Als sie in die Tiefe stürzte, löste sich endlich ein Schrei aus ihrer Kehle.
»Also, so wie du ihn anstarrst, scheint dir der Neue ja echt zu gefallen.« Grinsend sah Cleo ihre Freundin Jasmin an, als sie in der Pause auf dem Schulhof zusammen standen.
Die zuckte ertappt zusammen. »Quatsch!«, widersprach sie heftig. »Wie kommst du denn darauf?
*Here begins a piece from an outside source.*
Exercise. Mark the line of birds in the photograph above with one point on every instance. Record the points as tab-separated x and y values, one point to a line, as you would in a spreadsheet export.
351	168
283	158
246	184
Ich starre niemanden an!«
Natürlich war ihr klar, dass diese Lüge ebenso offensichtlich war wie die Tatsache, dass Fletcher genau der Typ Junge war, auf den sie stand. Er war ziemlich groß, und seine kurzen, dunklen Haare standen ihm in einer wilden Frisur kreuz und quer vom Kopf ab, was ihm einen irgendwie verwegenen Touch verlieh. Seine langen Beine steckten in einem Paar überlanger, schlecht sitzender Levis, und das helle Hemd, das er trug, schlabberte über den Hosenbund. Doch all das nahm Jasmin nur nebenbei wahr. Es waren seine Augen, die sie sofort gefangen nahmen. Sie waren von einem dunklen, beinahe schwarz wirkenden Braun, wie sie es nie zuvor bei einem Jungen gesehen hatte.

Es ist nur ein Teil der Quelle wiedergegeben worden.